So how resilient are you? A networking group had a roundtable conversation about resiliency. How do you know if you’re resilient? How do you develop and encourage resiliency in your kids? We went around and identified on a scale of 1-10 how each of us rated ourselves. Everyone confidently shared their scores, anywhere from 8-10. When it came to me, I said I would rate myself a 5. I don’t think I’m resilient. I don’t think I bounce back well. I don’t see tomorrow as “another day” when I’m going through a hard time. I forget about the things in my life that I’m grateful for. I might know that this is not the “end of my world” but I struggle to accept what I don’t like.

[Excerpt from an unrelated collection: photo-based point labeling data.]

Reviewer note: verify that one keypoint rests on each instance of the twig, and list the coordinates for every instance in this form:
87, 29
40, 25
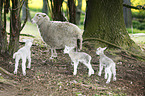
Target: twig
6, 72
122, 49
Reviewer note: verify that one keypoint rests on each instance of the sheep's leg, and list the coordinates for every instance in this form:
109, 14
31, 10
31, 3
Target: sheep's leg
106, 73
110, 75
29, 64
100, 69
75, 68
51, 54
55, 53
24, 66
91, 71
16, 64
114, 72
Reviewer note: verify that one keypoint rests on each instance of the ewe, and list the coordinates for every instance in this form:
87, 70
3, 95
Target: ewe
108, 64
77, 57
23, 53
57, 34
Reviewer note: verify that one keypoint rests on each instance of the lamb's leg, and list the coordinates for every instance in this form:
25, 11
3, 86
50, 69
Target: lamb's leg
114, 72
106, 73
29, 64
109, 73
16, 64
75, 67
100, 69
24, 66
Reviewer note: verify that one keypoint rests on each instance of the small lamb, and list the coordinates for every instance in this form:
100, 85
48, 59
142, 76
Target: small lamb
23, 53
107, 63
77, 57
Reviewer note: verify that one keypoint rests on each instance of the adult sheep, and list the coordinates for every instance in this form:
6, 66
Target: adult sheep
57, 34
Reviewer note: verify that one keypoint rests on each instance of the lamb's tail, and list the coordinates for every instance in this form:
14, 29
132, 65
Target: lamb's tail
79, 43
14, 55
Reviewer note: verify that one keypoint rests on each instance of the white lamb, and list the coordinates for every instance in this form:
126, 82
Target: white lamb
57, 34
107, 63
77, 57
23, 53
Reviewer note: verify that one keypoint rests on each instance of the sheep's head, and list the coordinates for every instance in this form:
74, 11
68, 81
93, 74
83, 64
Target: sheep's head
38, 17
67, 49
100, 50
28, 42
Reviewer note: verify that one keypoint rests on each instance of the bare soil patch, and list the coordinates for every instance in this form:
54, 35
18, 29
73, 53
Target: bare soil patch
55, 78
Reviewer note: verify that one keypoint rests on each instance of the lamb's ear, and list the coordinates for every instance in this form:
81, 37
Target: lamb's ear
104, 48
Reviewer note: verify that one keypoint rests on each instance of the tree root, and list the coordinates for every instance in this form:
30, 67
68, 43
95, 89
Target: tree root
116, 46
9, 82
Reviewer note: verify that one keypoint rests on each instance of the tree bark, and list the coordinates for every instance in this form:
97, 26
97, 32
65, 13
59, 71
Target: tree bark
127, 14
56, 10
78, 12
45, 9
104, 20
14, 27
72, 11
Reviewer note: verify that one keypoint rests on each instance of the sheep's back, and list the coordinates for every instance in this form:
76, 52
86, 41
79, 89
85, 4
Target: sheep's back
58, 34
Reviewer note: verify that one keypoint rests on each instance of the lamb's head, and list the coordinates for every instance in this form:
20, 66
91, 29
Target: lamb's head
39, 17
28, 42
67, 49
100, 50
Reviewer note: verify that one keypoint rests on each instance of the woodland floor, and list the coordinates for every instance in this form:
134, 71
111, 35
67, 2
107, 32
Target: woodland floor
55, 78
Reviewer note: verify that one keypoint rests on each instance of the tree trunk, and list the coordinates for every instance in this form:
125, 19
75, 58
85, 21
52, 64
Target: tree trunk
72, 11
24, 11
45, 9
127, 14
78, 12
3, 33
104, 20
14, 27
56, 10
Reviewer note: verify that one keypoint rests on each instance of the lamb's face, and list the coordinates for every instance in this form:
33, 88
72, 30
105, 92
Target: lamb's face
100, 50
38, 16
67, 49
28, 42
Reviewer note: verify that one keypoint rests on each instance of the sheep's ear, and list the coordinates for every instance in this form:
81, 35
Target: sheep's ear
65, 46
44, 15
37, 14
31, 40
24, 40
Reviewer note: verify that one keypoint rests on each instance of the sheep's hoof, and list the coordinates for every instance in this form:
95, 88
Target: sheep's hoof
107, 82
114, 79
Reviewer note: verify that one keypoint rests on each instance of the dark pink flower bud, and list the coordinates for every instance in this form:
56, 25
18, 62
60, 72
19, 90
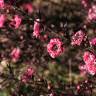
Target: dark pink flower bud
55, 47
77, 38
15, 54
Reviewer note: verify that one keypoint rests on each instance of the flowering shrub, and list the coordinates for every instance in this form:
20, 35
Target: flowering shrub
48, 48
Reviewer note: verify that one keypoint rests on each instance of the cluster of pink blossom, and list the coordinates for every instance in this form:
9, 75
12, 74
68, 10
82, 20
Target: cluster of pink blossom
85, 3
92, 13
90, 62
2, 4
16, 22
93, 42
36, 29
2, 20
77, 38
55, 47
27, 75
15, 54
28, 7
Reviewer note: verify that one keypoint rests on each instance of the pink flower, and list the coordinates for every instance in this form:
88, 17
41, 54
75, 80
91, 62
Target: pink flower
16, 22
2, 20
36, 31
1, 3
30, 72
77, 38
15, 54
88, 57
93, 41
84, 3
90, 62
28, 7
27, 75
92, 13
82, 69
55, 47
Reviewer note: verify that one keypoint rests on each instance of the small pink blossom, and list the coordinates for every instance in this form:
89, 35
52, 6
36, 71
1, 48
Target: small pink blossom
15, 54
27, 75
2, 20
88, 57
16, 22
82, 69
90, 62
55, 42
84, 3
30, 72
93, 41
77, 38
1, 3
92, 13
28, 7
36, 30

Everyone in the room who knows me disagreed with me. They assured me that I am resilient. They reminded me that I became a divorce coach after a terrible divorce. I help others to approach their divorce in a way that I didn’t for lack of a strategic planner of my own. So that’s why I MUST be resilient!
If resiliency is defined as taking a bad situation and turning it into something good, then I guess I am resilient. But I feel that people who profess to be totally resilient might also be hiding behind some of the emotions of life and especially change. There is considerable societal pressure to bounce back; encouragement to not look back, and to move on.

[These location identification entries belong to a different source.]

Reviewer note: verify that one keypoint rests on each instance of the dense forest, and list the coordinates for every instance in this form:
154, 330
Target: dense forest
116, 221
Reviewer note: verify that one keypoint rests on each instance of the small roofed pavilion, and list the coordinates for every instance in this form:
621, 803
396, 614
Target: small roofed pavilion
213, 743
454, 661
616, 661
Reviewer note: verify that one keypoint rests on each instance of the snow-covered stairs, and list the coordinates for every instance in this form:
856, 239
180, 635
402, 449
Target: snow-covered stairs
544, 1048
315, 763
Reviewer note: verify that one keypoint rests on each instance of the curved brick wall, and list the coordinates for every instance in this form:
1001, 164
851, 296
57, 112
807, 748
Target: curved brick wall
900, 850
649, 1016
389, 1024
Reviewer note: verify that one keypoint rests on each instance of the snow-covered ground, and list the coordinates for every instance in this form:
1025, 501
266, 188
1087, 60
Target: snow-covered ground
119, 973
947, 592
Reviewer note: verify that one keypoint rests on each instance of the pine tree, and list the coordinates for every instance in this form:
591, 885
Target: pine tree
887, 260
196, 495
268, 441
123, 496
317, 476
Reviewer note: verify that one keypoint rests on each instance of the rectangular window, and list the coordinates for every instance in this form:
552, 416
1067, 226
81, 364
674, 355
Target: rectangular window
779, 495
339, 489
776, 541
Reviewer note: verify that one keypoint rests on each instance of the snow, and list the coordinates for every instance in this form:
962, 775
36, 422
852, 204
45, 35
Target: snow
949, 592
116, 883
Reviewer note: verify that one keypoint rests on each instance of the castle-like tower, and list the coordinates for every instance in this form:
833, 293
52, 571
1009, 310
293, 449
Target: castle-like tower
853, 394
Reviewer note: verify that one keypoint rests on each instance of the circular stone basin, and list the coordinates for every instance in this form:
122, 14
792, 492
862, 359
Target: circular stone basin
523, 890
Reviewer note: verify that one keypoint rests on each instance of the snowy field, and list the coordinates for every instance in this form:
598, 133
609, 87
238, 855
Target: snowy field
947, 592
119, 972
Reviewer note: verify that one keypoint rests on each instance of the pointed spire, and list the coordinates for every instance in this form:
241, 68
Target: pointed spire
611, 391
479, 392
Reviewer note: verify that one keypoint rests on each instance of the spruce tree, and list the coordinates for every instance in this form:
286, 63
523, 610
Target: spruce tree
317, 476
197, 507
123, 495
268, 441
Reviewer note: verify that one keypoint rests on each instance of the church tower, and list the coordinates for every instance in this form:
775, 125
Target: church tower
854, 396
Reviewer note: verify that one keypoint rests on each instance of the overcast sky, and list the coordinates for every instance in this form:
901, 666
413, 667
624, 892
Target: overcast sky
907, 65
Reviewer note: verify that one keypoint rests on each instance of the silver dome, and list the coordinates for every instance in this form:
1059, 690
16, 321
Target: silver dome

Sometimes the intensity of being hit by the “club” prevents you from moving on right then. Why put pressure on yourself to say “I’m fine” when in reality, you feel like shit. My vote is to embrace that shit and learn from it. Identify your role (if any) in the situation. See how you can avoid similar situations in the future. And sometimes, just commit to getting out of bed and smiling when possible that day. You don’t have to bounce back until you’re ready.
Embrace the journey, the pain, and then make a plan for tomorrow. And if you look back and decide that you are resilient, kudos to you!! Resilient means you moved on…and doesn’t everyone in time? Some quicker than others but there aren’t a lot of options either…life goes on.